Uno de los grandes defectos que le asignan los comentadores de página cultural a la poesía de Muñoz es el empleo de palabras con un significado dudoso (o sin significado alguno). Esto, como es lógico, los lleva a compararlo con César Vallejo, y aunque existen buenos puntos de contactos la poética de Muñoz aborda el lenguaje desde el delirio. Además en los poemas de Muñoz parece importar menos el significado que el lector pueda obtener que esa tensión de nervios, que ese crujir del sueño que el poema va estructurando.
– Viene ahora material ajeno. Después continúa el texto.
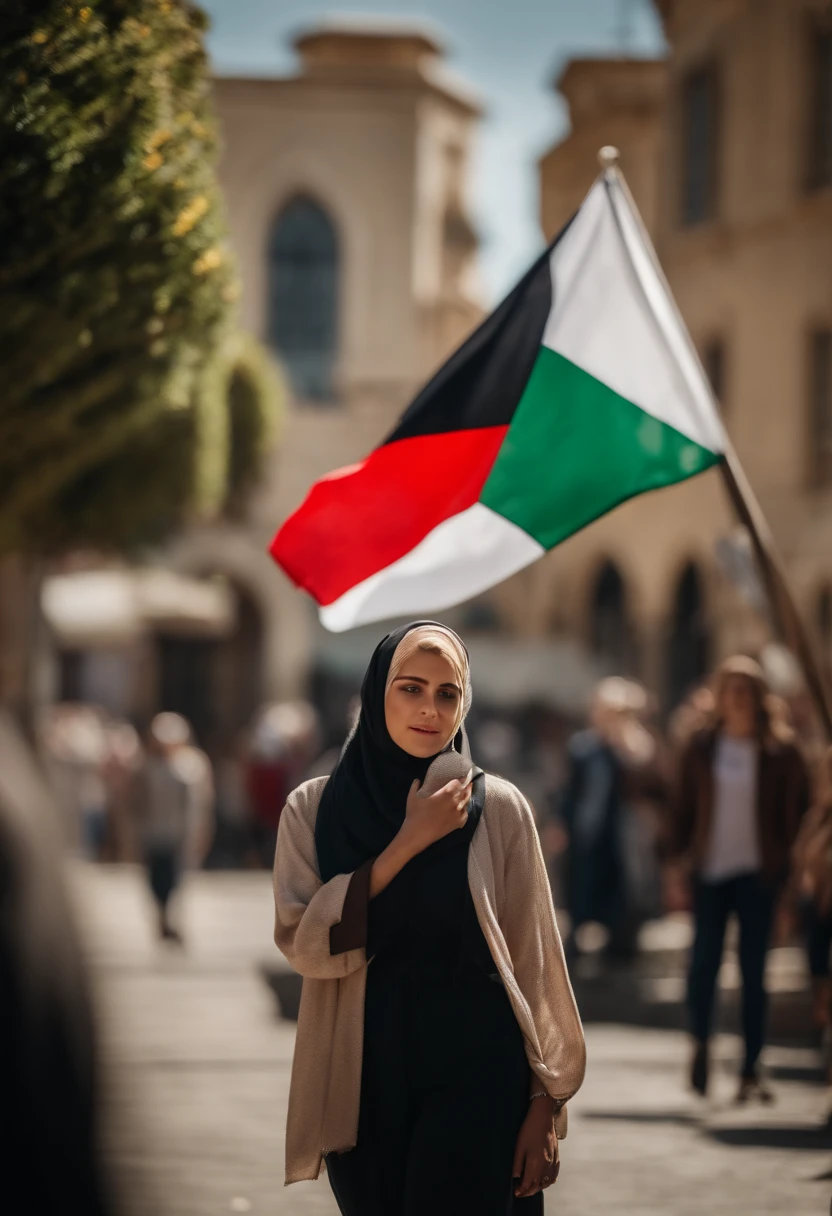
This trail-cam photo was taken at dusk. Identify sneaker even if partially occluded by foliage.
[691,1043,710,1098]
[737,1074,775,1107]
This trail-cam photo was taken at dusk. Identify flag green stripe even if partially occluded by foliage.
[479,347,721,548]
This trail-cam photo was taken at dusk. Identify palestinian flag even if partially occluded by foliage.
[271,170,724,630]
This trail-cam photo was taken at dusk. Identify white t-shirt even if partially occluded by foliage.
[702,734,760,883]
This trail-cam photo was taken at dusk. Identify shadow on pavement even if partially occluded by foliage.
[708,1124,832,1153]
[580,1110,701,1127]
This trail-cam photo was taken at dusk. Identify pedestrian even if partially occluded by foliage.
[793,748,832,1119]
[0,711,116,1216]
[275,621,585,1216]
[140,713,213,945]
[669,655,809,1102]
[558,676,633,957]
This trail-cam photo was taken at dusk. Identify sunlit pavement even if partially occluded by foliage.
[71,863,832,1216]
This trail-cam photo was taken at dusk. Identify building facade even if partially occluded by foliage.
[538,0,832,704]
[159,24,482,734]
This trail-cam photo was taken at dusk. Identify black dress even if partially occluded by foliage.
[326,845,544,1216]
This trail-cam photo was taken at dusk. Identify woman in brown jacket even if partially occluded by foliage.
[275,621,585,1216]
[670,655,809,1102]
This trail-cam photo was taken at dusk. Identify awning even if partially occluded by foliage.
[41,567,235,649]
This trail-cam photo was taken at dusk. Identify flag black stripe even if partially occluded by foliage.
[386,220,572,444]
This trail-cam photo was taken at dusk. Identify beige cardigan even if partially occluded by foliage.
[274,776,586,1186]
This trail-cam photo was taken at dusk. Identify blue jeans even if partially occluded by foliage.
[687,873,776,1076]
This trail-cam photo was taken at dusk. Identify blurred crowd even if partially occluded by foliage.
[40,658,832,1100]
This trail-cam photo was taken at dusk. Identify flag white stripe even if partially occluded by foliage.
[320,502,545,634]
[543,178,725,452]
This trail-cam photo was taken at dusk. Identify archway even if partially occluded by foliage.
[665,562,710,709]
[266,195,341,402]
[590,561,637,675]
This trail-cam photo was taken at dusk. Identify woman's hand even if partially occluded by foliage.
[512,1097,561,1199]
[399,781,471,856]
[370,781,471,899]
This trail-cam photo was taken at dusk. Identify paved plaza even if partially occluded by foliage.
[71,863,832,1216]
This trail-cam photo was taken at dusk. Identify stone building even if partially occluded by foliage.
[534,0,832,703]
[109,23,482,737]
[47,0,832,732]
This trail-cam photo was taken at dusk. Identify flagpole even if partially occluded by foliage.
[598,147,832,742]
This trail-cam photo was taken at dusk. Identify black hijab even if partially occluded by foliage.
[315,620,484,883]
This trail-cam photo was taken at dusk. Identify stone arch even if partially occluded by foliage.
[588,558,639,675]
[266,192,342,402]
[157,528,277,751]
[664,559,710,709]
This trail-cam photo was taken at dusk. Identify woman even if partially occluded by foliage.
[670,657,809,1102]
[275,621,585,1216]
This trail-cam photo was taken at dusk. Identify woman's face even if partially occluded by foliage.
[384,651,462,756]
[720,672,757,734]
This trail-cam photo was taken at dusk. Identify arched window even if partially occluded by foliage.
[590,562,636,675]
[268,196,339,401]
[815,582,832,676]
[665,562,709,709]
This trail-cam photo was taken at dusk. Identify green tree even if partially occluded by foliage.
[0,0,236,552]
[0,0,281,719]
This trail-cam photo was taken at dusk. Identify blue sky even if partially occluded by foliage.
[201,0,663,302]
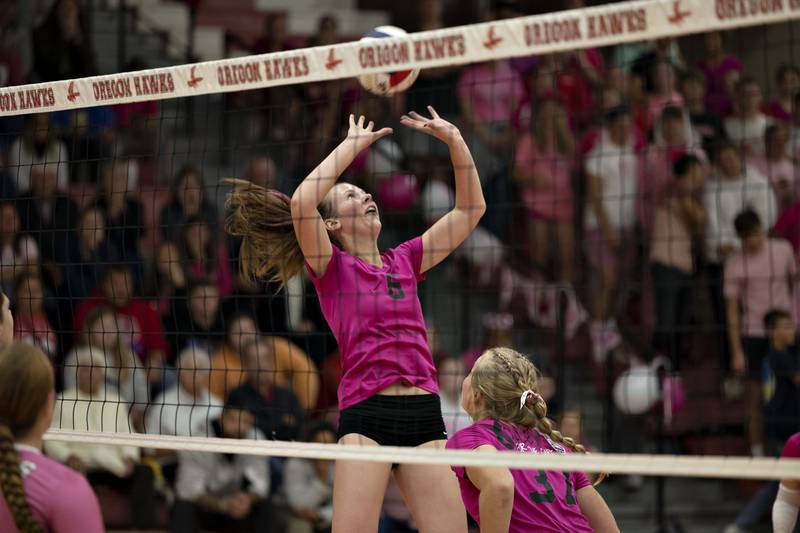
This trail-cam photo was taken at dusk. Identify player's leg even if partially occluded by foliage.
[333,433,392,533]
[394,440,467,533]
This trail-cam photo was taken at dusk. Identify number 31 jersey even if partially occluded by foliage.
[447,419,593,533]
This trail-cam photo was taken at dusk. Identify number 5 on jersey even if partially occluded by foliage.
[386,274,406,300]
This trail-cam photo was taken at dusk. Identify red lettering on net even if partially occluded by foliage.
[67,81,81,102]
[186,67,203,88]
[325,48,343,70]
[667,0,692,25]
[483,26,503,50]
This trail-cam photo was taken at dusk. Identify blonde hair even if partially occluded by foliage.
[471,347,605,483]
[225,179,330,285]
[0,342,54,533]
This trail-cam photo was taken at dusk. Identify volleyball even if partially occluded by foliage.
[614,366,661,415]
[358,26,419,96]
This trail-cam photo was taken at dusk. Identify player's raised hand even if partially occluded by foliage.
[400,106,460,144]
[347,114,392,150]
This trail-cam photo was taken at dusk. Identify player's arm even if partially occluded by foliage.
[575,485,619,533]
[400,106,486,272]
[291,115,392,276]
[466,444,514,533]
[772,479,800,533]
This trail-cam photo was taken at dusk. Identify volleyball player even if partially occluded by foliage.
[447,348,619,533]
[0,295,104,533]
[772,433,800,533]
[228,107,486,533]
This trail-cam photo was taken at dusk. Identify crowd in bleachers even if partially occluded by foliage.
[0,0,800,531]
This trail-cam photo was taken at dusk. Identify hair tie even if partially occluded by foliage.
[519,389,539,410]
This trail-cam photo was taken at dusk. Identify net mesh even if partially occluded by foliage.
[0,0,800,531]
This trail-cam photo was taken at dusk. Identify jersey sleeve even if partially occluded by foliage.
[394,237,425,281]
[569,472,592,492]
[445,424,496,479]
[50,475,105,533]
[303,243,343,288]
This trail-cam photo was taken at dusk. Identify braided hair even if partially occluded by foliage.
[472,347,604,482]
[0,342,54,533]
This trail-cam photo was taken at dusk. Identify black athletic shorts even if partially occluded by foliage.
[339,394,447,448]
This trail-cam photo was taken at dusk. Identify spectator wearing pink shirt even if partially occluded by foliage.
[724,78,771,156]
[764,65,800,124]
[514,99,575,282]
[457,60,525,181]
[697,31,744,116]
[650,154,706,370]
[753,122,800,212]
[584,107,639,360]
[14,271,58,361]
[724,210,797,456]
[647,61,683,132]
[637,106,708,233]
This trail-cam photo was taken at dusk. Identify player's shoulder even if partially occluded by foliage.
[781,433,800,459]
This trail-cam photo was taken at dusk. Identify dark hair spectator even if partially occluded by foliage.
[8,113,69,194]
[73,264,169,374]
[61,208,122,302]
[33,0,97,81]
[0,201,39,299]
[159,165,219,242]
[178,216,233,298]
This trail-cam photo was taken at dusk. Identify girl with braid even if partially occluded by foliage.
[227,107,486,533]
[0,295,104,533]
[447,348,619,533]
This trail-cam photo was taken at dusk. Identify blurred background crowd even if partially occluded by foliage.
[0,0,800,532]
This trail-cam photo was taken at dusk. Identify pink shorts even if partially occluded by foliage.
[583,228,636,276]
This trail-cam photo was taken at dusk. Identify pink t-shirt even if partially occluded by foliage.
[306,237,439,410]
[781,433,800,459]
[447,420,593,533]
[514,134,573,221]
[697,55,744,117]
[457,61,525,122]
[0,444,105,533]
[725,239,797,337]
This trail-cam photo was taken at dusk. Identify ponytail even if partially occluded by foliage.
[0,421,44,533]
[472,348,606,485]
[0,342,54,533]
[225,179,304,285]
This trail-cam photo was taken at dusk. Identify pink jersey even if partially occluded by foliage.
[781,433,800,459]
[447,420,593,533]
[306,237,439,409]
[0,444,105,533]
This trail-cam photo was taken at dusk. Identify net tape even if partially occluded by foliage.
[45,430,800,479]
[0,0,800,116]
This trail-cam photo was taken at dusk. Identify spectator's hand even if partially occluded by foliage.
[64,455,86,474]
[400,106,461,144]
[719,244,736,260]
[123,457,136,478]
[347,114,392,152]
[731,346,747,375]
[227,492,252,520]
[0,293,14,344]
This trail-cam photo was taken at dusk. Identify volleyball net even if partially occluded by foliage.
[0,0,800,524]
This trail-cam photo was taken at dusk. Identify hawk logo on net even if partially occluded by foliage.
[483,26,503,50]
[67,81,81,102]
[186,67,203,88]
[325,48,342,70]
[667,0,692,25]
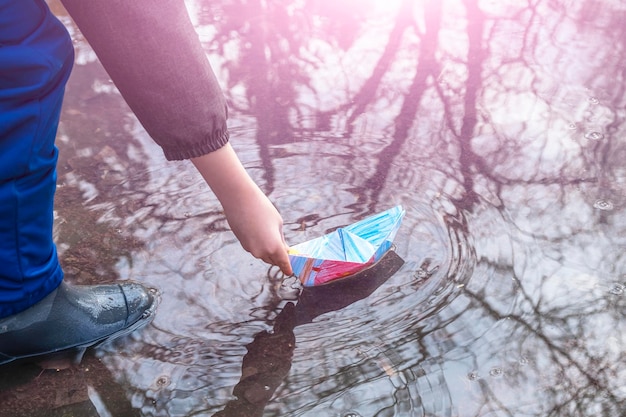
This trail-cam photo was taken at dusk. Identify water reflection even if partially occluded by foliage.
[3,0,626,417]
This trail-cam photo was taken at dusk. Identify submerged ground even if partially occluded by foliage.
[0,0,626,417]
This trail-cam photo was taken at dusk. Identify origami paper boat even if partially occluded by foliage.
[289,206,406,287]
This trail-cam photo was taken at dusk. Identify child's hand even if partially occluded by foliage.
[224,184,293,275]
[191,144,293,275]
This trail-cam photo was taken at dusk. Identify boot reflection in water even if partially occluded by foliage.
[0,0,156,365]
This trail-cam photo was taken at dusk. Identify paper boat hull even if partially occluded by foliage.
[289,206,405,287]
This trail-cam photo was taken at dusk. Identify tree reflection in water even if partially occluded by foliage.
[3,0,626,417]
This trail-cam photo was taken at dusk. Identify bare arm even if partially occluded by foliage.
[62,0,291,274]
[191,144,293,275]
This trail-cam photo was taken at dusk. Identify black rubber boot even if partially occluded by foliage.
[0,282,157,365]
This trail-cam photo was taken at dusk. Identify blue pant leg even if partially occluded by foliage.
[0,0,73,317]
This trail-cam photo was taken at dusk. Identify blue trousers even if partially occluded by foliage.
[0,0,74,317]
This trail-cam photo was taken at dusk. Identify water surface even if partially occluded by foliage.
[2,0,626,417]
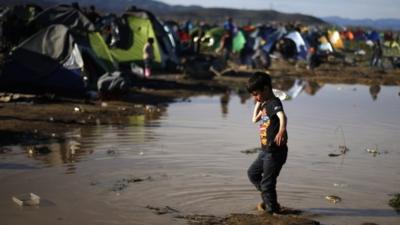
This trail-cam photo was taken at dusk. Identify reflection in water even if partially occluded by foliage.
[0,84,400,225]
[369,84,381,101]
[16,106,166,174]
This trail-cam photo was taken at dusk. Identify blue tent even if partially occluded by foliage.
[0,25,86,97]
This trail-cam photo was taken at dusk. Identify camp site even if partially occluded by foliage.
[0,0,400,225]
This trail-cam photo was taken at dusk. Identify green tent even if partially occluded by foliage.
[111,15,161,64]
[28,5,118,79]
[111,9,179,68]
[205,27,246,53]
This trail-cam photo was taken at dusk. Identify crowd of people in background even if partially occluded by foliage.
[0,3,400,71]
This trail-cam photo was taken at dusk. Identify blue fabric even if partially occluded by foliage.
[0,61,86,97]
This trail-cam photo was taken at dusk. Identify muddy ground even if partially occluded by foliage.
[0,62,400,225]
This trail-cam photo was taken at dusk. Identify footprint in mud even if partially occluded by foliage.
[146,205,179,215]
[111,176,152,193]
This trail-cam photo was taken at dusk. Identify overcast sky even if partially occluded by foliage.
[159,0,400,19]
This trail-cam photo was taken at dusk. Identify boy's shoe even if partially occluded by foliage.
[257,202,265,212]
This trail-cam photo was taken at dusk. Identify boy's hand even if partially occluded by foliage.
[274,132,286,146]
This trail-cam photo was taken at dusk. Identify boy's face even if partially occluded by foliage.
[251,90,266,102]
[251,87,271,102]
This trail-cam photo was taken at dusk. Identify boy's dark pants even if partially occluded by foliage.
[247,145,288,212]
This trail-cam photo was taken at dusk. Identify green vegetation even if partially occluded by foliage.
[389,193,400,213]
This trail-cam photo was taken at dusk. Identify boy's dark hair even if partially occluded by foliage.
[247,72,272,93]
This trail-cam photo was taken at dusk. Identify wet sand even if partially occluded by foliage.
[0,62,400,225]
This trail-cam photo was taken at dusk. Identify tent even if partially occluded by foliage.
[328,30,344,49]
[111,9,179,68]
[29,5,118,82]
[204,27,246,53]
[0,25,86,97]
[285,31,307,59]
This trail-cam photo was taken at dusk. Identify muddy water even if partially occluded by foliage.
[0,85,400,225]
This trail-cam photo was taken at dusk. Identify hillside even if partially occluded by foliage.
[322,16,400,30]
[1,0,326,25]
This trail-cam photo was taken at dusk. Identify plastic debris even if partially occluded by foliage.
[12,193,40,206]
[325,195,342,204]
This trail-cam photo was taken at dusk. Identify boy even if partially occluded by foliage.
[247,72,288,214]
[143,37,154,77]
El poema es a pesar de las palabras empleadas, o como lo ha escrito Josu Landa: “Lo que sucede es que el texto poético menciona accidentalmente palabras, profiere y plasma vocablos con una proyección hacia algo que está más allá de lo significativo”.
A mí me gusta tener a Rafael José Muñoz como un poeta sin proyecto. Un poeta adherido a lo etéreo. En vida estuvo fuera de foco, estuvo en el revés de las cosas, en un mundo alterno en donde la poesía es un extraño espectáculo para sonámbulos. Eso escrito por Ramón del Valle-Inclán le va: “El verbo de los poetas, como el de los santos, no requiere descifrarse por gramática para mover las almas. Su esencia es el milagro musical”.
(Tomado de: https://letralia.com)
Otros datos
Rafael José Muñoz (Guanape, Anzoátegui: 1928 – 1981). Su infancia transcurrió en espacios rurales, trabajando como peón agrícola; luego se desempeñó como tendero en Puerto Píritu, y también fue maestro rural en San Diego de los Altos. Fue colaborador en diversas revistas y diarios, como Élite, Lírica Hispana, Shell, El farol, Revista Nacional de Cultura, Zona Franca. Miembro fundador del grupo Cantaclaro. Obra: Selección poética (1952), Los pasos de la muerte (1953), El círculo de los tres soles (1968), En un monte de Rubio (1979), Doña Piedad y las flores (1981), Sonetos para Zoila Carolina (1982).